KARAGÖZ ABLA’nın yardımıyla AYKANKA’nın açılır önü. HACİVAT’ın kaybolan yastıklarını hemen tanıyan kurnaz kadın, üstlerine atıverir Sherlock Holmes mantoyla başörtüsünü. Ne olacak yani, kendi de işlemiştir yastıklarına aynı örgüyü. İş işe benzer, işleme işlemeyi alttan üstten büzer. Bir de dudak büker, ay her yerde aynı motifler. Yeni şeyler yaratmalı hanımlar beyler!

Sanmayın ki bu iş burada biter. KARAGÖZ ABLA ergeç alacaktır AYKANKA’nın ağzından lâfı. Hünerli diller örtbas ederler gafı. Titiz hanımlar dantelle donatırlar rafları. Beyler asarlar ipe, un sererken çarşafları. Onların anladıkları ne dantel ne mantel, tel tel kadayıftır, yanında lüle lüle kaymak. Bir de lüle lüle saçlı sarışın bir kız sunsa tatlıyı kırıtarak, HACİVAT bayılmaz mı Leylâsını hatırlayıp şırrakkadak!

Ne fırlatılan pabuç ne burun kıran heykel, ne gen transferi ne aletini fırlatan kasiyer bu kadar kel kel ıskalayabilir hedefi. AYKANKA’nın şişleri ancak vurabilmiştir aşkta sefaleti. Ne politika ne taka tuka düzeltebilir bozuk düzeni. Hayatta her iş çok çekişmeli. Oturup koyun gibi melememeli. Sokmamalı tarlaya çekirgeyi. Yalnız şimdinin değeriyle avlamalı gafili. Çiçek giymeli derbeder Hippi. Fazla böbürlenmemeli horoz ibiği. Gökte taş oynamalı yarı bilimci. KARAGÖZ ABLA el atmazsa işbu sevda gidici.

Kara gözlerin bir başkadır işvesi. Ne yapar eder çözer dili. AYKANKA o kadar kurnazdır ama beceremez avucuna almayı bir erkeği. Kırk fırın kepekli ekmek yemeli, çavdar tüketmeli. Yulafı ihmal etmemeli. Memeli hayvanların sütünü içmeli. Bıldırcın yumurtasına desen çizmeli. Böyle böyle KARAGÖZ ABLA bir bir sıralar yapılacak işleri:

“Git saçlarını kızıla boya. Yeşil lens tak, kirpiklerini gece mavisiyle ovala. Krem yaptır salyangozlara. Elmas taktır burnuna. Roleks saat gizle hindi dolmasına. HACİVAT’ı davet et yılbaşı kutlamasına. Kırmızı şal at sırtına. İpek ağda çek bacaklarına. Dayan dışalım kırmızı şaraba. Yolunu bul, bir kelebek kondur HACİVAT’ın dudaklarına.”
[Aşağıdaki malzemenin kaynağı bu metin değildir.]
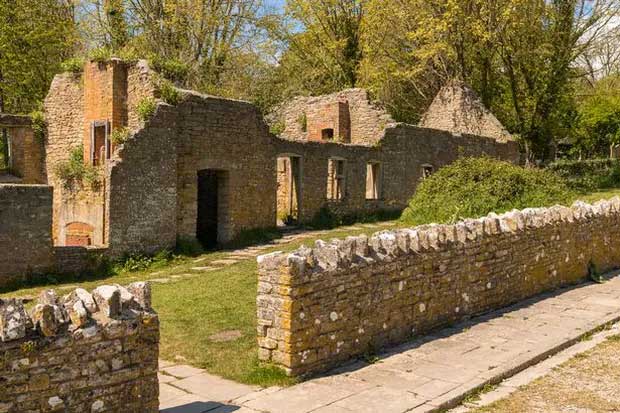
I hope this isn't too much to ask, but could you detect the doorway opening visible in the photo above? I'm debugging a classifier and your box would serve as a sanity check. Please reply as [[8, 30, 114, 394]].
[[277, 155, 301, 227], [196, 169, 224, 249]]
Bakalım HACİVAT saatle kandırılacak adam mıdır? Kırmızıyla çatlayan ar mıdır, damar mıdır? AYKANKA’yı bekleyen okkalı bir şamar mıdır? Yoksa hindi dolmasını yiyen hareli gözlü Leylâ mıdır?

Ayten Suvak

Sürecek

AS-Genden Karagöz Enden Hacivat (12)


Araklanan Yaşamlar

Karga ile Tilki konarlar masala. Şarkı okunur ‘o daldan bu dala, bu karga ne budala’. Teneşir pazara çıkar, satılır kırkından sonra ava çıkana. Korunmayı bilen gelmez nazara. Kılıbık koca dayanır azara. Kaza geliyorum der, reklama para yatırana. Banka kredi vermez, selam verip borçlu çıkana. Tanrı helâlinden bela verir, rahat batana. Polis cobu limon sıkar biber gazına. Gaza gelen kızar doğalgaz faturasına.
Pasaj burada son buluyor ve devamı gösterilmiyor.